Since $M>n$ , the faulty pattern $\Delta_{2M}^{\prime}$ begins and ends with $n$ elements $\Delta_{2}[*,\Delta_{a}]$ , just like the correct pattern $\Delta_{2M}$ . Therefore, the automaton $A$ , working on $\Delta_{2M}^{\prime}$ , can repeat the first and the last parts of the original computation defined in Claim 6: it can move up to configuration $(\widehat{q},v_{i^{\prime}})$ , and it can finish the computation from configuration $(\widehat{q},v_{i^{\prime\prime}})$ . It remains to prove that the automaton $A$ can also move from configuration $(\widehat{q},v_{i^{\prime}})$ to configuration $(\widehat{q},v_{i^{\prime\prime}})$ on the faulty pattern $\Delta_{2M}^{\prime}$ .

If any proper step satisfying Condition III from Claim 7 is used in the periodically repeated part of the computation, then this proper step can be stretched to almost the entire faulty pattern $\Delta^{\prime}_{2M}$ , and it can be used to skip the fault, so that the automaton $A$ moves on the faulty pattern $\Delta_{2M}^{\prime}$ from configuration $(\widehat{q},v_{i^{\prime}})$ to configuration $(\widehat{q},v_{i^{\prime\prime}})$ . In the rest of the proof, it is assumed that there are no such proper steps in the periodically repeated sequence.

The next claim is that if the automaton $A$ works on the faulty pattern $\Delta_{2M}^{\prime}$ , then it may bypass the fault and get to some node $v_{j}$ after the fault in the state $\widehat{q}$ . It will come not necessarily to one of the nodes to which the original computation on the correct pattern $\Delta_{2M}$ arrives in the state $\widehat{q}$ ; what is important is that it comes in this state to some node far beyond the fault.

$\vartriangleright$ Claim 18.

The automaton $A$ operating on the faulty pattern $\Delta_{2M}^{\prime}$ may move from configuration $(\widehat{q},v_{i^{\prime}})$ to some configuration $(\widehat{q},v_{j})$ , where $j$ is a number with $M+2n+1<j<M+8n$ .

Sketch of a proof..

The idea is to take each proper step used in the periodic part of the computation on the correct pattern, and to reproduce it in the computation on the faulty pattern.

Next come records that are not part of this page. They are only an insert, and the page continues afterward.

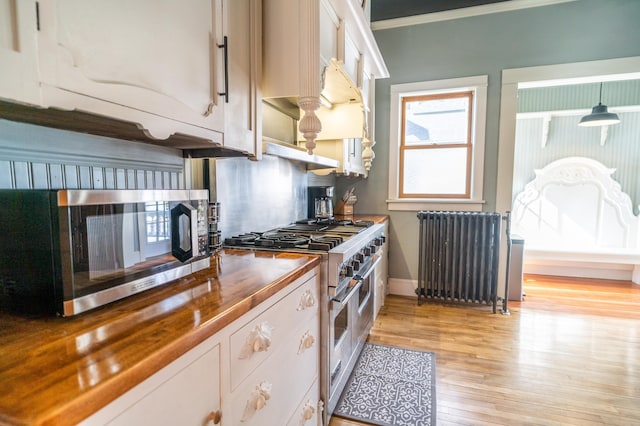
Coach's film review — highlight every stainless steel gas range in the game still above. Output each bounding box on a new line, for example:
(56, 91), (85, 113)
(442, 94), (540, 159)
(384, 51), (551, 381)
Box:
(224, 219), (386, 424)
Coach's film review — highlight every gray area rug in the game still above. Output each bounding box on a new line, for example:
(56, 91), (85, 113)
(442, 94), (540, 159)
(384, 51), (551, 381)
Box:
(333, 343), (436, 426)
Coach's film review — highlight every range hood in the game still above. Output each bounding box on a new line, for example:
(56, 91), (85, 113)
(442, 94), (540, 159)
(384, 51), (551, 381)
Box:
(262, 137), (340, 170)
(262, 98), (340, 170)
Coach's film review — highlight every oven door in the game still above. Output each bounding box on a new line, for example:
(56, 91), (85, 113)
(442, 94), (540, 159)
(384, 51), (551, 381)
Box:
(328, 281), (362, 402)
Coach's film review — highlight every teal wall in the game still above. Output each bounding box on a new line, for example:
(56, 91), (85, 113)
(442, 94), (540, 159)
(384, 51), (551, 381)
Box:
(344, 0), (640, 280)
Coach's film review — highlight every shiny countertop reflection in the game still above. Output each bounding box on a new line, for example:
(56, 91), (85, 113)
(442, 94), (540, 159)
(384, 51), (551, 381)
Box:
(0, 250), (320, 424)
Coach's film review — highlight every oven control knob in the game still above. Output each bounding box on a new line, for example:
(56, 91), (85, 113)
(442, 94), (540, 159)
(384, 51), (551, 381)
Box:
(340, 266), (347, 281)
(346, 265), (353, 277)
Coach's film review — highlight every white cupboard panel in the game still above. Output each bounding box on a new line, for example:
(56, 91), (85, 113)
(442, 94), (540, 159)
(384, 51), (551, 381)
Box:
(230, 276), (319, 391)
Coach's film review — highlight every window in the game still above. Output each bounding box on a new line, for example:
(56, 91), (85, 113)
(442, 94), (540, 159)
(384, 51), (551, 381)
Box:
(388, 76), (487, 211)
(144, 202), (171, 244)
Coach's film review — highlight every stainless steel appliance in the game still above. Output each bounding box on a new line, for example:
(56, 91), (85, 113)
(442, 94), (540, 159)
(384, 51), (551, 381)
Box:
(224, 219), (385, 424)
(307, 186), (333, 220)
(0, 190), (209, 316)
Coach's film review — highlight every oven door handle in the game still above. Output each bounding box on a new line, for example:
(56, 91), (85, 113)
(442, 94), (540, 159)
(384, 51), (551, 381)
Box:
(355, 256), (382, 282)
(331, 280), (362, 306)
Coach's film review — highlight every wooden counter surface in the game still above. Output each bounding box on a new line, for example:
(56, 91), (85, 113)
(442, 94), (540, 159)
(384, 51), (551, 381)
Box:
(0, 250), (320, 425)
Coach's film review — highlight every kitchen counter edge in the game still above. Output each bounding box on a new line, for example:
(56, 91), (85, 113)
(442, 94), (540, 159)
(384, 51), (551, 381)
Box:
(0, 250), (320, 425)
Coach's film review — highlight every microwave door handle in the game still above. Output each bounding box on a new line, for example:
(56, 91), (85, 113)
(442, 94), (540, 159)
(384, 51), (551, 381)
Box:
(189, 209), (199, 259)
(356, 256), (382, 281)
(171, 203), (198, 263)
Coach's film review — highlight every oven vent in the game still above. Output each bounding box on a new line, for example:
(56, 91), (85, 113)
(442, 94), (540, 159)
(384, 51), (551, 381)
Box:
(416, 211), (502, 313)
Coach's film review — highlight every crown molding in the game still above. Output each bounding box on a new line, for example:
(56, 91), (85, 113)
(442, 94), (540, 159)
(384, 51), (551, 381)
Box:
(371, 0), (577, 31)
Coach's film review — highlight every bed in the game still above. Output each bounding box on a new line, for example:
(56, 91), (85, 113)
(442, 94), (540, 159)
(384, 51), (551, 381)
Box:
(511, 157), (640, 283)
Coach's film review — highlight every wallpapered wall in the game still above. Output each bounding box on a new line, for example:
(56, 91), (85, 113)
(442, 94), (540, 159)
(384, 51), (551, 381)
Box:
(0, 120), (185, 189)
(358, 0), (640, 280)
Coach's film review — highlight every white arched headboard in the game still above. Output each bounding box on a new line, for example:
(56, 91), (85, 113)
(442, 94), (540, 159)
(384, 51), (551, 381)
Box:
(511, 157), (640, 281)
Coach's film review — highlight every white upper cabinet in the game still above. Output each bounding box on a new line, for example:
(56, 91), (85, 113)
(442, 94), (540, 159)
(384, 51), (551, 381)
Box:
(262, 0), (389, 152)
(0, 0), (40, 104)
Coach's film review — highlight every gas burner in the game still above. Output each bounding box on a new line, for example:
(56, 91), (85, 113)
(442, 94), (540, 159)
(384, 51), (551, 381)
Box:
(224, 232), (260, 246)
(309, 236), (343, 251)
(254, 233), (309, 248)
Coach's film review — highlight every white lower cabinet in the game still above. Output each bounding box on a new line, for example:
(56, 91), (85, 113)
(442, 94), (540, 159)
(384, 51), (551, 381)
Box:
(81, 268), (321, 426)
(287, 381), (323, 426)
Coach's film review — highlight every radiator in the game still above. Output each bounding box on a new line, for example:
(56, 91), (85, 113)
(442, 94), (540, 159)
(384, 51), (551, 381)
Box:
(416, 211), (502, 313)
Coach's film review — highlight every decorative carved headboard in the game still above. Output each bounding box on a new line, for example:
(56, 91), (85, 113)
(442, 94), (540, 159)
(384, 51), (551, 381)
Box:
(512, 157), (640, 252)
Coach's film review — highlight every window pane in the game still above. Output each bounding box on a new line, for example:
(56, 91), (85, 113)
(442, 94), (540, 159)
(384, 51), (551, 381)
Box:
(145, 202), (171, 243)
(404, 93), (470, 146)
(402, 148), (467, 196)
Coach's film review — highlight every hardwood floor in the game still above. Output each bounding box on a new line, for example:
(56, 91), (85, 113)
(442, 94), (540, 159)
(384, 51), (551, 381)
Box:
(330, 276), (640, 426)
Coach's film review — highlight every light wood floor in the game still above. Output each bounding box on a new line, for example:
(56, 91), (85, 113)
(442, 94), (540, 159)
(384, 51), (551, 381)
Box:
(330, 276), (640, 426)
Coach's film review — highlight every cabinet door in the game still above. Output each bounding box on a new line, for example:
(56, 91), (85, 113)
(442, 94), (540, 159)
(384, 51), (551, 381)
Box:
(320, 1), (340, 67)
(223, 0), (262, 157)
(108, 345), (221, 425)
(344, 138), (365, 174)
(39, 0), (224, 139)
(0, 0), (40, 105)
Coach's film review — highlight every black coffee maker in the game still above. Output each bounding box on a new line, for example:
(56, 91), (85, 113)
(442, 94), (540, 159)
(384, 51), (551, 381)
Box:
(307, 186), (333, 220)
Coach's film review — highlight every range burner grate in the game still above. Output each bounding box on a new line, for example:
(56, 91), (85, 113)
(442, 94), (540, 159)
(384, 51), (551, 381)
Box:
(309, 236), (343, 251)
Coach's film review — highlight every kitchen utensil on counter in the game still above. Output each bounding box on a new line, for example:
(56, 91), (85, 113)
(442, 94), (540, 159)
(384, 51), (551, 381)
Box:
(307, 186), (333, 219)
(207, 202), (222, 254)
(335, 186), (358, 220)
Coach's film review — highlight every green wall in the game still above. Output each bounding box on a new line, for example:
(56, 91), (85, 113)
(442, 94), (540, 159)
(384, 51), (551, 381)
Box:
(348, 0), (640, 280)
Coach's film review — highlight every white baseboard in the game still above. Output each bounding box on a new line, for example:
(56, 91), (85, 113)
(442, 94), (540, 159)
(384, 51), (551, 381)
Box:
(388, 277), (418, 297)
(524, 259), (640, 283)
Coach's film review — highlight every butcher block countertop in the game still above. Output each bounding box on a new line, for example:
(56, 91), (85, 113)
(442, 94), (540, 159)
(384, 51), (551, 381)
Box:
(0, 250), (320, 425)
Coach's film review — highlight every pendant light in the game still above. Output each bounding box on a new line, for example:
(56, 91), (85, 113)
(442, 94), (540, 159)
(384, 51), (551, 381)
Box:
(578, 82), (620, 127)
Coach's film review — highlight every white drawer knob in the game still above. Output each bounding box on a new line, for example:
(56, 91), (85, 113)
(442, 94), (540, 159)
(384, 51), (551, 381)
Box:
(238, 322), (273, 359)
(241, 382), (273, 422)
(296, 290), (316, 311)
(298, 331), (316, 354)
(302, 400), (316, 422)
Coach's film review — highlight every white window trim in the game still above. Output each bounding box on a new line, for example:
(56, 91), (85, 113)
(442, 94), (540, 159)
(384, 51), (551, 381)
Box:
(387, 75), (489, 211)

When this is impossible, that proper step will be modified: a proper step downward will be shrunk using Claim 7, and an upward proper step will be stretched by Claim 7. This way, the sequence of modified proper steps on the faulty pattern $\Delta^{\prime}_{2M}$ will lead the automaton upward faster than the original sequence of proper steps on the correct pattern. Finally, once the modified sequence passes by the fault, the desired configuration $(\widehat{q},v_{j})$ can be obtained by just finishing the current iteration. $\hfill\vartriangleleft$

Now everything is prepared for the final step of the proof of the Main Lemma. It has been proved that on the faulty pattern $\Delta^{\prime}_{2M}$ the automaton passes by the fault and arrives in the state $\widehat{q}$ to some node $v_{j}$ , with $M+2n+1<j<M+8n$ . The original computation on the correct pattern $\Delta_{2M}$ regularly visits nodes in this region in the state $\widehat{q}$ , but the node $v_{j}$ need not be one of those nodes. The idea is to continue the computation on $\Delta^{\prime}_{2M}$ from $v_{j}$ , so that it gets back on the track of the periodic computation on $\Delta_{2M}$ . For that, the automaton should compensate for the shift of $v_{j}$ relative to the nearest node visited in the state $\widehat{q}$ on $\Delta_{2M}$ .

Proof of the Main Lemma..

If it is possible to pass by the fault with zero shift, then this is all, the Main Lemma is proved. Assume that this is impossible. Then, some proper step of some type $(i,p,q)$ from the periodic part of the computation on the correct pattern cannot be reproduced on the faulty pattern. In this case, Condition I in Claim 7 does not hold for this step. Then the claim asserts that there is a proper step of type $(\widetilde{i},p,q)$ , where $|\widetilde{i}-i|=1$ and $|\widetilde{i}|=|i|-1$ . Let a single iteration of the periodically repeated sequence move the automaton up by $s$ elements $\Delta_{2}[*,\Delta_{a}]$ ; and from Claim 6 it is known that $1\leqslant s\leqslant n$ . Furthermore, $s\geqslant 2$ , because otherwise all nodes from $v_{i^{\prime}}$ to $v_{i^{\prime\prime}}$ would be visited in the state $\widehat{q}$ , and the automaton would pass by the fault without a shift. Then, if one uses the shrunken proper step of type $(\widetilde{i},p,q)$ in the iteration instead of the original proper step of type $(i,p,q)$ , then the resulting iteration moves the automaton upwards either by $s-1$ or by $s+1$ elements $\Delta_{2}[*,\Delta_{a}]$ .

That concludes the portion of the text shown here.